Container transport aims for maximized efficiency operations inside the rules and boundaries defined for safety by (flag state) administrations and class. Unsafe situations occur if these boundaries are not respected, are unclear, or are too low. Recent incidents with modern large vessels operated by major shipping companies suggest that the current approach does not sufficiently cover the relevant aspects for the newest classes of ultra large container ships. A better understanding of the operations, the hazards and the working mechanisms is necessary. Updates to rules, requirements and operational procedures should be recommended and implemented from top down levels in order to apply for all involved players.
The Lashing@Sea Joint Industry Project (MARIN 2006-2009)
investigated the container transport with a wide consortium from shipping industry and flag state administrations. Now ten years later, vessel dimensions have increased from 10 kTEU to 24 kTEU. A series of recent incidents suggest that scale effects and increased economic pressure are pushing the container operations beyond safe boundaries. The present TopTier project is a follow-up of the Lashing@Sea JIP to address safety concerns in container transport with a wide consortium to aim for a safer and a level playing field.
The primary objectives are to restore fidelity in the safety of container transport with the present fleet and provide the technical understanding that is needed for safe designs and innovations for the future. TopTier addresses these objectives with a wide consortium of stakeholders to ensure the required expertise and to achieve leverage for acceptance of end findings. Industry wide impact of findings and recommendations will be sought by cooperating with high-level bodies as WSC, ITF, IMO, IACS, ISO and ILO through submitting results and requesting follow-up actions.
The project approach will be around three underlying ideas:
- Accurate technical understanding and representation of ship motions and cargo securing mechanics as used in design, plan approval and operational securing calculations;
- Maximize awareness and ability of the crew to perform their operational role to keep ship motions within the (hidden) limits as used in securing calculations;
- Reduce uncertainties in the computer representation of the real situation on the deck;
- Anchoring minimal requirements to above mentioned factors in the regulatory framework for container cargo securing.
Technical issues are the aspects that are presently not yet included in the securing procedures / practices. The aim is to understand, demonstrate and recommend on how to deal with effects of extreme motions, high GM, hull girder flexibility, flexibility of containers and lashing gear components, high stack dynamics, row interactions, multi row resonance, non-linear cargo securing loads, design motion envelope statistics and realistic operating loads for containers and securing gear.
Operational aspects aim to increase awareness of actual loads in relation to the design values used in cargo calculations, probability indicators for extreme events and mitigating actions. This will be based on experience developed over the past two decades, related to parametric and synchronous roll, dynamic loss of stability, and the findings of the technical investigations in the project.

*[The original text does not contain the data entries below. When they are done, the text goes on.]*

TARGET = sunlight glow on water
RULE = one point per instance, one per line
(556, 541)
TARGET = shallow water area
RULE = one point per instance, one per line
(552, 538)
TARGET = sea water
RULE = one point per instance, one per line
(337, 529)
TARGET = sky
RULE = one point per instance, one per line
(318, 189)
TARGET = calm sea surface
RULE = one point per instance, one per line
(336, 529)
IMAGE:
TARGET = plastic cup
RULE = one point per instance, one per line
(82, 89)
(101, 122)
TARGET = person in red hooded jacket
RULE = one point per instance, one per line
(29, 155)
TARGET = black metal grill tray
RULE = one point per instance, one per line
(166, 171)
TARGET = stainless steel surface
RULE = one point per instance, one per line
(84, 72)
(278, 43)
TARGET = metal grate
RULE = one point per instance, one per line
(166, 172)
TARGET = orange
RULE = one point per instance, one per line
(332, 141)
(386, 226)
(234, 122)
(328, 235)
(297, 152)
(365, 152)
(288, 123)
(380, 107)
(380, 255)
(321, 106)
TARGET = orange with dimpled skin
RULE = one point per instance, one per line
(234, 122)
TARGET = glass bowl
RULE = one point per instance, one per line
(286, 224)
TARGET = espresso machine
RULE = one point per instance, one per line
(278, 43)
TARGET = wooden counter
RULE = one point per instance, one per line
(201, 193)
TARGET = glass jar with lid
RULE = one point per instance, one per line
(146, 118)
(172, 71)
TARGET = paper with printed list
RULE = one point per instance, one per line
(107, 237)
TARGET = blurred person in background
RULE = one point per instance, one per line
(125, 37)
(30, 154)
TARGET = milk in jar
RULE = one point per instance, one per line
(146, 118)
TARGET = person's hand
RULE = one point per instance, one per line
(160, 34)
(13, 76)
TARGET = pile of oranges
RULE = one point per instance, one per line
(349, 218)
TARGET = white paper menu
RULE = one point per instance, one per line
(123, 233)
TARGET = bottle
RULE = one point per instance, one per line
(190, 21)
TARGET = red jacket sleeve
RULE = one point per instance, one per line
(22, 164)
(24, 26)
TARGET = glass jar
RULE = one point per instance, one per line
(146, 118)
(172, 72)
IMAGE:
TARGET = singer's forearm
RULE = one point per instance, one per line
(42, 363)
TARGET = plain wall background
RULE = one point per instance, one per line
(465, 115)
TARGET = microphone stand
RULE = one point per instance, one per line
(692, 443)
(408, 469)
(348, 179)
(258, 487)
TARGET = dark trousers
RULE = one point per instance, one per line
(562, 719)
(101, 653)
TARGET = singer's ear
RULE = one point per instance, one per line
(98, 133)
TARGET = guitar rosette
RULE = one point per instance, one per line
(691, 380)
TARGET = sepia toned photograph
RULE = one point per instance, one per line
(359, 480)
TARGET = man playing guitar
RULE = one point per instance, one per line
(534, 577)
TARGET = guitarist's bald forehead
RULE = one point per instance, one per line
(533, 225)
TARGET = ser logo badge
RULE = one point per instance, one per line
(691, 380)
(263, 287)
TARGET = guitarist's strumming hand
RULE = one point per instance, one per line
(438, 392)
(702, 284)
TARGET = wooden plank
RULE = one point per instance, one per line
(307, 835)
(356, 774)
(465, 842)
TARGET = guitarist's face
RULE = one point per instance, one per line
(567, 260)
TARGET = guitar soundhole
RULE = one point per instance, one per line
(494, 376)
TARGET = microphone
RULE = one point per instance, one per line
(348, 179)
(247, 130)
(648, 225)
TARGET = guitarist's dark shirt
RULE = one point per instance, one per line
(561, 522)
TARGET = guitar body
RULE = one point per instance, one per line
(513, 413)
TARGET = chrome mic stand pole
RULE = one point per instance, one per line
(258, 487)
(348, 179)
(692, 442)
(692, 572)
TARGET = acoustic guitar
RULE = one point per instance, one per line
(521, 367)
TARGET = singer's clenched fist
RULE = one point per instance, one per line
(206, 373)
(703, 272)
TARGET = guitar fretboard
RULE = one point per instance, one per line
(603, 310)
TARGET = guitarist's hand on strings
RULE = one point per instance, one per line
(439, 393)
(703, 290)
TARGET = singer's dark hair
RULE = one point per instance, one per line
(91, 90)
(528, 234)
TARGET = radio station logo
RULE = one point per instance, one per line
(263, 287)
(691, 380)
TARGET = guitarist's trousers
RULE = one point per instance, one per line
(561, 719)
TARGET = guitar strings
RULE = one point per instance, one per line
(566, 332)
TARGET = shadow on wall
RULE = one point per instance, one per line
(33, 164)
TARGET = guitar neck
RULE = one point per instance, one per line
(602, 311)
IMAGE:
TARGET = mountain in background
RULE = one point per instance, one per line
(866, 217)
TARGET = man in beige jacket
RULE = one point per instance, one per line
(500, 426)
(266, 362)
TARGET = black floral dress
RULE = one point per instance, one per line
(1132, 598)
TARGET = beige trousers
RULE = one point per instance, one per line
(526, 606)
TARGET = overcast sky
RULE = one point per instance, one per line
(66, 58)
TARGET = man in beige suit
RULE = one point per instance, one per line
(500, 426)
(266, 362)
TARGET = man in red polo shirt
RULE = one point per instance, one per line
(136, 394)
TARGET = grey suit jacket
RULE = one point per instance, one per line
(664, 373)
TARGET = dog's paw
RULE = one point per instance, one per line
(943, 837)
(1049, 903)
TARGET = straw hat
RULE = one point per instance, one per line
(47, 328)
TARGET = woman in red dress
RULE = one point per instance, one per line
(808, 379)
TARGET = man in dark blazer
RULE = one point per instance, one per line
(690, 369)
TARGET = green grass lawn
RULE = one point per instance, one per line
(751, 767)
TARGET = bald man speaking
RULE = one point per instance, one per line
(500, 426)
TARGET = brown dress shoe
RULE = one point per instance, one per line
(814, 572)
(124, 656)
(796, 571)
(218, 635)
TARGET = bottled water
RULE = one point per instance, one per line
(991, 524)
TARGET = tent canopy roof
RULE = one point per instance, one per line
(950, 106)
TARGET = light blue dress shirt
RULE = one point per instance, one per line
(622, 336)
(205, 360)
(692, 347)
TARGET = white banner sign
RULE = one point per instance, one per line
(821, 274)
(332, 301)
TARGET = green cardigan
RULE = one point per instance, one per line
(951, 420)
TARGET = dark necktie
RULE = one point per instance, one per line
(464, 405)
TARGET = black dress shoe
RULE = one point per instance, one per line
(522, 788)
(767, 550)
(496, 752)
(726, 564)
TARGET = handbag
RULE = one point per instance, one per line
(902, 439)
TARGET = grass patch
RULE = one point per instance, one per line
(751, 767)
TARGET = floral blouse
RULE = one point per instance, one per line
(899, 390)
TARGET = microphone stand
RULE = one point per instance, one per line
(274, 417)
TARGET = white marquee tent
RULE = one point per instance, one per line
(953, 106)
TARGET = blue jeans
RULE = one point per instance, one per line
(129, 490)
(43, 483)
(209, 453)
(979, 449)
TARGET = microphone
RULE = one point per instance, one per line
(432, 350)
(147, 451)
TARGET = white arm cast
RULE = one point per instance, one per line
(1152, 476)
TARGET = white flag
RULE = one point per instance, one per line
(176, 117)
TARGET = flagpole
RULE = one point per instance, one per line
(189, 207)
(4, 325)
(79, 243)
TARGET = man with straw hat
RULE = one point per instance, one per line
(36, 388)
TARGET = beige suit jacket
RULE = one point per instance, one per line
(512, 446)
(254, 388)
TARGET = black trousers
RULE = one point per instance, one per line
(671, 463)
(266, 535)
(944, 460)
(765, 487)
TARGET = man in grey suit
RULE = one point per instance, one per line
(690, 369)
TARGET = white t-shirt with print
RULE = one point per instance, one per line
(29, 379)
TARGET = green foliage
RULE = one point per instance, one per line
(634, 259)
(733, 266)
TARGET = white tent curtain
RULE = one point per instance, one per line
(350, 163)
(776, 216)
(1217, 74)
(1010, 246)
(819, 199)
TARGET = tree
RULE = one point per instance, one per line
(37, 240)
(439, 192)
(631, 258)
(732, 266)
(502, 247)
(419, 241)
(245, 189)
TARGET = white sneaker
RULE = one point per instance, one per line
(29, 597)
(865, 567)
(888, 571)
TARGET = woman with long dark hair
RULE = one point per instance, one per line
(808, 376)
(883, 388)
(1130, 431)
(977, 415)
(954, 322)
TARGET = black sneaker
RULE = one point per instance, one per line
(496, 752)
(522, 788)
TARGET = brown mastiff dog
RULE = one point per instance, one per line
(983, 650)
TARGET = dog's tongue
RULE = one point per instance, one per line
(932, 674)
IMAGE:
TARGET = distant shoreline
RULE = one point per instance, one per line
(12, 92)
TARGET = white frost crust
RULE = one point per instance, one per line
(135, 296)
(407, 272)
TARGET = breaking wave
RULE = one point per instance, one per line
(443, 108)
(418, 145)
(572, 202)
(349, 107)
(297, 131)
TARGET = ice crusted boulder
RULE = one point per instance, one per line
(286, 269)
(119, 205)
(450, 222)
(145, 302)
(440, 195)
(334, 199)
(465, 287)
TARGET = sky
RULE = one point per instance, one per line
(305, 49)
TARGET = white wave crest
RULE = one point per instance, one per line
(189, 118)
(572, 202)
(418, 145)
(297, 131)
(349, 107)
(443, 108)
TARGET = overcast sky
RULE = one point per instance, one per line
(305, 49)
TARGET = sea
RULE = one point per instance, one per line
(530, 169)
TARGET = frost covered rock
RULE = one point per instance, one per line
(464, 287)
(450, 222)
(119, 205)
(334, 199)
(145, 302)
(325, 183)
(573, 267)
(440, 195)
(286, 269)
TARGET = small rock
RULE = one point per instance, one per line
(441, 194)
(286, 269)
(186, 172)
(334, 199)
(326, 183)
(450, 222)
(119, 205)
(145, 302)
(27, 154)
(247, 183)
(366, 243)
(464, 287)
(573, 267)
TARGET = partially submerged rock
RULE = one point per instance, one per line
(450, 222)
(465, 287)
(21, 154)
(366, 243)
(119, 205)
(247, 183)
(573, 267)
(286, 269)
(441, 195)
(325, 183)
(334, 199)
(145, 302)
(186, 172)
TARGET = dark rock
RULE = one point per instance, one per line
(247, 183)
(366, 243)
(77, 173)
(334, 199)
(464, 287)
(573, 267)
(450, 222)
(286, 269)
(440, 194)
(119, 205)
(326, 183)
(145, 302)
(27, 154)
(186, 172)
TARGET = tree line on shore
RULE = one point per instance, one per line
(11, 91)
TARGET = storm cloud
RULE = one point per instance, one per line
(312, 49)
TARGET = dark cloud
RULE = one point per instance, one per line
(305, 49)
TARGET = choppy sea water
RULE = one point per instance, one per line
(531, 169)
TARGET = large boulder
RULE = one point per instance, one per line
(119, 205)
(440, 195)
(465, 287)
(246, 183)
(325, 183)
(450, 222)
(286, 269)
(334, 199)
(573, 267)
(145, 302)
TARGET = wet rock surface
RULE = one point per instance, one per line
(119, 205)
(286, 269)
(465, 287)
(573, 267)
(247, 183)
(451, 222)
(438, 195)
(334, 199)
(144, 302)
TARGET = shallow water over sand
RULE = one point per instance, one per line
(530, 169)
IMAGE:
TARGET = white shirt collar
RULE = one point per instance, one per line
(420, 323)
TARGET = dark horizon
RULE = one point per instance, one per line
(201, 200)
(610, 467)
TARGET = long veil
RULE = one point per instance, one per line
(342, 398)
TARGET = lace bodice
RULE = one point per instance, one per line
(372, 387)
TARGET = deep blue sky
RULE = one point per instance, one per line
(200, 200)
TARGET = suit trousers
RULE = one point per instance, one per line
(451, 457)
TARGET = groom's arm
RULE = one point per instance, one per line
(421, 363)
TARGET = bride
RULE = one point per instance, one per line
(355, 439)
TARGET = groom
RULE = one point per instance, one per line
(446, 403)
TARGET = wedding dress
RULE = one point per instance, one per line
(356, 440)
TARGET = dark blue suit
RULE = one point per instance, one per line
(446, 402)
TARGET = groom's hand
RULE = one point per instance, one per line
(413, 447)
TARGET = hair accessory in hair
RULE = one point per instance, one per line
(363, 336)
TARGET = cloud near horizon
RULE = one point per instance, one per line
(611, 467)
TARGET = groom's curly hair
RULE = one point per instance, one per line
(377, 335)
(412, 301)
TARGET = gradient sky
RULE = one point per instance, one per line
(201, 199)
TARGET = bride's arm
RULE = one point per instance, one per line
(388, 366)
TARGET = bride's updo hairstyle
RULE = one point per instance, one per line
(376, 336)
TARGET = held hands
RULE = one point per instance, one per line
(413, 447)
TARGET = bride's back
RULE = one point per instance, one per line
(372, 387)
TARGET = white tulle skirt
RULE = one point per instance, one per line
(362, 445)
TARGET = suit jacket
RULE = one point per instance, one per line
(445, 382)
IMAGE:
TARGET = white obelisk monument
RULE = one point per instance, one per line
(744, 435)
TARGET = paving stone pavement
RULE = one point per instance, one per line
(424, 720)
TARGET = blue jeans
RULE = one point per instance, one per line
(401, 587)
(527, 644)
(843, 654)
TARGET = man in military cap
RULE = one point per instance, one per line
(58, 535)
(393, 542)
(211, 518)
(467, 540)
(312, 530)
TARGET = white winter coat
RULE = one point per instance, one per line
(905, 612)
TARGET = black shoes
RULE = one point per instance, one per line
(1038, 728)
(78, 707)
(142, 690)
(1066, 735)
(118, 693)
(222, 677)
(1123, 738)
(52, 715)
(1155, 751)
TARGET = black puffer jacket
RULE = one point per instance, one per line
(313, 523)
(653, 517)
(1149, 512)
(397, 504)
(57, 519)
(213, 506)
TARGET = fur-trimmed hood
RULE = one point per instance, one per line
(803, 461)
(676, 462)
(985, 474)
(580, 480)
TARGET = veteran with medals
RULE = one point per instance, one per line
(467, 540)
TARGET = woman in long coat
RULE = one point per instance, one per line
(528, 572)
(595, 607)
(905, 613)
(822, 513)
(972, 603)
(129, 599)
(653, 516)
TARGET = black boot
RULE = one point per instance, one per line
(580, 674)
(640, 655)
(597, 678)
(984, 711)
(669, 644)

The process aspects will address options and infrastructure requirements to improve tracking of container and corner casting condition, state of maintenance of the securing arrangement, and the weight, content and stuffing of the containers themselves.
The last but not least challenge is to propose how minimal standards to these complex approached can be practically included in the existing regulatory framework by IMO, flagstate authorities and class in order to ensure a level safe playing field including the world outside the group of participants.
SCOPE OF WORK & Activities
Presently considered scope of work and activities include:
- Review of current practice, incident review and gap analysis;
- On board measurements for long term ship motions, hull girder flexibility and related accelerations. Output statistics to be shared;
- Model tests and numerical studies aimed at “off design” conditions and options how to avoid them;
- Desk studies and model test program on an earth quake simulator to understand high tier and multi row dynamics;
- In-service measurements on multi-stack-container response at selected transits;
- Securing load indicator based on measured response and cargo securing calculations;
- Threat indicator for extreme motions based on measured response;
- Realistic design ratings for container and securing gear;
- Stack optimisation for minimal probability of row resonance;
- Technology and required infrastructure for identification and tracking of condition and wear of container corner castings (which is essential for high stack and FAT performance);
- Review of regulatory requirements to container securing guidelines en operating practices.
The project consortium relies on cooperation, expertise and support from vessel and container operators, authorities and stakeholders in authorities and the industry both at sea and shore side.
The direct findings in the project will be shared with the participants. The outcome of the project will be further brought to the attention of authorities as IMO, ILO and IACS to aim for top-down implementation for a continued level and safe playing field both at sea and on shore.
The TopTier JIP started in May 2021 and will run for a period of three years. Project steering group meetings will be held twice per year where intermediate results will be presented and discussed.